Eight mayors of cities in and near the Midwest, including four from Ohio, use this Washington Post op-ed piece to advocate for what they call “a Marshall Plan for Middle America.”
The writers — the mayors of Pittsburgh; Cincinnati, Columbus, Dayton and Youngstown; Louisville, Ky.; and Huntington and Morgantown, W.Va. — are inspired by the $13 billion ($143 billion today) Marshall Plan investment strategy after World War II to rebuild Europe and foster economic and democratic institutions.
From the op-ed:
We have consulted economic experts about the challenges we face: growing and systemic inequities, a public health crisis and the burdens of climate change. Our shared ideas stem from what we’ve learned.
Virtually no major federal attention has been given to the greater Ohio River Valley since the adoption of the Appalachian Regional Commission in 1965. A new regional and federal collaboration can rebuild and reposition these regions to be economically competitive domestically and globally. Absent such a partnership, it is certain that difficult times will continue and the opportunity will be lost.

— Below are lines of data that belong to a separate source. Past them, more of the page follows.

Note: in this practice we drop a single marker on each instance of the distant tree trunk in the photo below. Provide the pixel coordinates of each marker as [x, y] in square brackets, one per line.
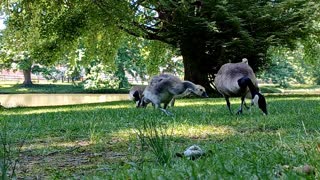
[198, 65]
[27, 77]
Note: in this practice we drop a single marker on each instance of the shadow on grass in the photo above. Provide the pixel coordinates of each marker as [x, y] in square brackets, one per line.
[53, 89]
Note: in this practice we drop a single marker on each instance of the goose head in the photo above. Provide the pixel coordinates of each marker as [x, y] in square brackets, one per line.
[260, 101]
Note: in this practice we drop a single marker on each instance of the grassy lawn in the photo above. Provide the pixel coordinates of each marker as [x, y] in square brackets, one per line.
[114, 140]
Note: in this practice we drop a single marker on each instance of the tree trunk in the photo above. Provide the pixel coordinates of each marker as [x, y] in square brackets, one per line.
[198, 67]
[27, 77]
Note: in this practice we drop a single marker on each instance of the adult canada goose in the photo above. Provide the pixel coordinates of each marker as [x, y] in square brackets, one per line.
[239, 80]
[165, 87]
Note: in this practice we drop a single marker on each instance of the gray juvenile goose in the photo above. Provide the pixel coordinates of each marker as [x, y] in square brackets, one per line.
[165, 87]
[237, 80]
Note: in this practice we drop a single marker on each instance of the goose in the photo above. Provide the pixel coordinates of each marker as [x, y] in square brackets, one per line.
[135, 93]
[166, 87]
[239, 80]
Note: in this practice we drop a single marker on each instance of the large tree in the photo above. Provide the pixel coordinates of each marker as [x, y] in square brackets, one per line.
[208, 33]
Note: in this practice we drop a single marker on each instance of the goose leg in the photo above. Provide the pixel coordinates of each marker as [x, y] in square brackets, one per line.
[228, 104]
[158, 106]
[241, 106]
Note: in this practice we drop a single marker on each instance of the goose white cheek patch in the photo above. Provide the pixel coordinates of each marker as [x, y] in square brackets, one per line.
[255, 100]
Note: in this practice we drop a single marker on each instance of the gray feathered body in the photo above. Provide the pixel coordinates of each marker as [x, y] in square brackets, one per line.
[163, 88]
[136, 89]
[226, 80]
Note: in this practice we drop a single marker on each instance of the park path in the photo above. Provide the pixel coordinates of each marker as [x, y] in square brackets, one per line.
[32, 100]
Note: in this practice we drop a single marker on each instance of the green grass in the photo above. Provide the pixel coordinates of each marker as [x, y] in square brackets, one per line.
[102, 141]
[52, 89]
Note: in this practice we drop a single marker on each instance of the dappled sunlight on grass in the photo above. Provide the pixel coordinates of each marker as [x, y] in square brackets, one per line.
[197, 103]
[185, 131]
[68, 108]
[201, 131]
[40, 145]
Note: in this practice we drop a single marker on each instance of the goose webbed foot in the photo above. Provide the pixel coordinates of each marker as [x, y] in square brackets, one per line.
[168, 113]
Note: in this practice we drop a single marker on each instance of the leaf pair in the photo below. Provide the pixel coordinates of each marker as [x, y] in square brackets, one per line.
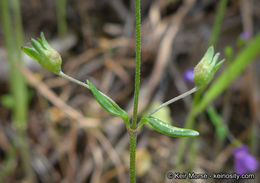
[108, 104]
[111, 107]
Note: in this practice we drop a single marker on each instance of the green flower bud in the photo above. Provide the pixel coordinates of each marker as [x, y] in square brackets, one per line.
[44, 54]
[206, 68]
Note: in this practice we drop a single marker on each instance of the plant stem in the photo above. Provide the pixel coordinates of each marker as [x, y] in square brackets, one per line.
[73, 80]
[13, 41]
[174, 100]
[138, 61]
[61, 17]
[218, 21]
[189, 124]
[132, 140]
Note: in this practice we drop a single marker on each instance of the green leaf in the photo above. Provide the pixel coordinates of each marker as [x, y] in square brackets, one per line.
[108, 104]
[242, 60]
[170, 130]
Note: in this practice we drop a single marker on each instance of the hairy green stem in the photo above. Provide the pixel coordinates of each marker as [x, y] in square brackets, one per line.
[138, 62]
[61, 17]
[218, 21]
[73, 80]
[132, 141]
[193, 112]
[174, 100]
[189, 124]
[13, 34]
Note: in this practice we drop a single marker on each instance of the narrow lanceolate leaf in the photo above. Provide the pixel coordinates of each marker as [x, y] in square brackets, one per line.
[170, 130]
[108, 104]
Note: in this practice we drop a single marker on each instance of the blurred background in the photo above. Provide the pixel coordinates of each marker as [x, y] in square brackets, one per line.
[52, 130]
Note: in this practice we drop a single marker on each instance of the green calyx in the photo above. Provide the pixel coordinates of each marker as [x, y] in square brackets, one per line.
[206, 68]
[44, 54]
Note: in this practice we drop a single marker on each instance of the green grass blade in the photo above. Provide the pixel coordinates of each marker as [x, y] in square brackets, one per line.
[242, 60]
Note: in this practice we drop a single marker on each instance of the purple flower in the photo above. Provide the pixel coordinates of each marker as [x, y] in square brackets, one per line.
[244, 162]
[188, 75]
[244, 35]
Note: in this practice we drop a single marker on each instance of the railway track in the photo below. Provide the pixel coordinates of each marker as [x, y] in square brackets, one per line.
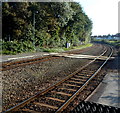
[10, 65]
[57, 97]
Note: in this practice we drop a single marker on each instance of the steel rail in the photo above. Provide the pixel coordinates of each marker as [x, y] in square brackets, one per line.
[15, 108]
[9, 65]
[74, 96]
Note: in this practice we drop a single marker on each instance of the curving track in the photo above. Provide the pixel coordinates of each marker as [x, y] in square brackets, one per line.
[14, 64]
[57, 97]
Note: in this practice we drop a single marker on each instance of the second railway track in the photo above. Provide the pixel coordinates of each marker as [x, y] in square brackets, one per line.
[57, 97]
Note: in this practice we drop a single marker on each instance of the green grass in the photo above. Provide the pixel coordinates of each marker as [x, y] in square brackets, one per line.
[65, 49]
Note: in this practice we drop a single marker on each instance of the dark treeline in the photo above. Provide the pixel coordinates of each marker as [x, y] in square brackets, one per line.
[45, 24]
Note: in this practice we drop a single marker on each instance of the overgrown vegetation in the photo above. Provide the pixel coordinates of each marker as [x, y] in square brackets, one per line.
[32, 26]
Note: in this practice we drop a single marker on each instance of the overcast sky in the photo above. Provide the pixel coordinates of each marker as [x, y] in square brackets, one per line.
[104, 15]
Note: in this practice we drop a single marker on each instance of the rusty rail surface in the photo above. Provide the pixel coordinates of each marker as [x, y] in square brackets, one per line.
[76, 83]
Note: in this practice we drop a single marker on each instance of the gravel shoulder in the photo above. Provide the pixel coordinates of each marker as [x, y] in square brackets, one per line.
[108, 92]
[22, 82]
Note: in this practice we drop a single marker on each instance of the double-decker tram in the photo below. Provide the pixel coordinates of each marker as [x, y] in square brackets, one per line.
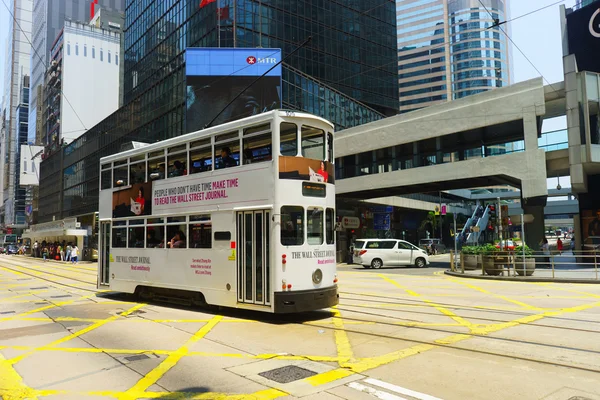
[238, 215]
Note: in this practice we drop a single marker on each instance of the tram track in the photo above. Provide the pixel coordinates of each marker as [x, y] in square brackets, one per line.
[450, 306]
[438, 344]
[20, 268]
[348, 308]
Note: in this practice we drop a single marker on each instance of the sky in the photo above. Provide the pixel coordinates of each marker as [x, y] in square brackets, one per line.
[537, 35]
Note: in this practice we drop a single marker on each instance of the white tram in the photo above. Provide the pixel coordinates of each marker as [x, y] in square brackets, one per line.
[238, 215]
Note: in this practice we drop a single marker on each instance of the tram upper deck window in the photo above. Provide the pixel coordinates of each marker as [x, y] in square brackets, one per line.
[314, 225]
[200, 156]
[288, 139]
[292, 225]
[156, 165]
[177, 161]
[257, 144]
[330, 148]
[227, 150]
[106, 177]
[121, 174]
[313, 143]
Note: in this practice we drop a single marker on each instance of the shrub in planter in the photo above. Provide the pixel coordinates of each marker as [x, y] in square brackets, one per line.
[470, 256]
[524, 266]
[493, 259]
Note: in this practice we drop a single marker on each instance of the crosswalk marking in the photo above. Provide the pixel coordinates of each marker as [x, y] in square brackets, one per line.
[401, 390]
[385, 395]
[374, 392]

We’ve seen the consequences of inaction before. Pittsburgh, for example, never prepared for deindustrialization of heavy manufacturing and steel in the 1980s, and it took 30 years to build its new economy. It was a painful demonstration of how people and communities can be destroyed by believing the world will not change. Pittsburgh and other cities should not repeat this mistake.
They say a modern-era, back-to-basics approach can work.
For instance, the mayors write, “According to our research, taking advantage of our community assets, geographic positioning and the strengths of our regional markets can help create over 400,000 jobs across the region by investing in renewable energy and energy efficiency upgrades to buildings, energy infrastructure and transportation assets.”
The price tag for their plan? “We calculate we’d need $60 billion per year over the next 10 years in the form of federal block grants to local governments, state utilization of tax credits and leveraging of lending programs and strategic equity investments to serve as both catalysts and guarantors of the innovation required to regenerate our communities,” the mayors write.
The Ohio mayors, all Democrats, who are co-authors are Jamael Tito Brown of Youngstown, Nan Whaley of Dayton, Andrew Ginther of Columbus and John Cranley of Cincinnati.
In this Wall Street Journal article, the recent wild times for bank stocks are seen partially through the eyes of Cleveland bank investor Ben Mackovak, co-founder of the $270 million fund Strategic Value Bank Partners.
The piece leads with Mackovak, on the first Friday night in November, sitting “outside his Cleveland home smoking a cigar, contemplating the ruin in his portfolio.”
From the article:
It had been a brutal year and he’d just taken another beating. The day after the U.S. election, the Nasdaq Bank Index he uses as a benchmark suffered its worst underperformance against the S&P 500 since 1987. Mr. Mackovak no longer saw a path to the higher interest rates that banks need to make more money in the coming years. “It was a gut punch,” he said.
But by the following Monday night, the Journal says, Mackovak “believed the industry was saved” with the announcement that Pfizer Inc. was making major progress on a COVID-19 vaccine. The Nasdaq Bank Index had its best day since 1984 and, as the piece notes, Mackovak, not a regular smoker, “took out another cigar — this time a Cuban.” He tells the paper, “It’s very unusual to have two paradigm shifts in six days.” His story is illustrative of a year that “will go down as one of the most volatile — and likely one of the worst — for bank stocks on record,” the Journal says.
The index for the biggest banks, the KBW Nasdaq Bank Index, is down 22% for the year. It remains on pace to underperform the S&P 500 by more than any year on records going back to 1993.
“This is a cry for help, a rallying cry.”
That’s how Dr. Tomislav Mihaljevic, CEO of the Cleveland Clinic, in this New York Times story characterizes a new ad campaign from about 100 of the nation’s largest and best-known hospital groups that aims to counter public resistance to mask-wearing.
The campaign, in print and video, launched last Thursday, Nov. 19. Mihaljevic, who led the campaign, tells the Times it’s intended to recognize health care workers’ fatigue in dealing with the eight-month-long pandemic in the United States.
One of the campaign’s main messages from front line health care workers: “Our shields are worn. Our resolve is being tested.”
The Times says the message “beseeches Americans to protect everyone, including those on the forefront of the battleground in so many states where incoming patients are waiting for beds in overwhelmed hospitals with staff members fatigued from the unrelenting march of death during the pandemic.”
In addition, the Times notes, the American Hospital Association joined with the American Nurses Association and the American Medical Association, which represents many of the nation’s doctors, urging the public to be careful in celebrating the upcoming Thanksgiving holiday.
The groups wrote an open letter on Thursday, recommending that people “celebrate responsibly in a scaled-back fashion.”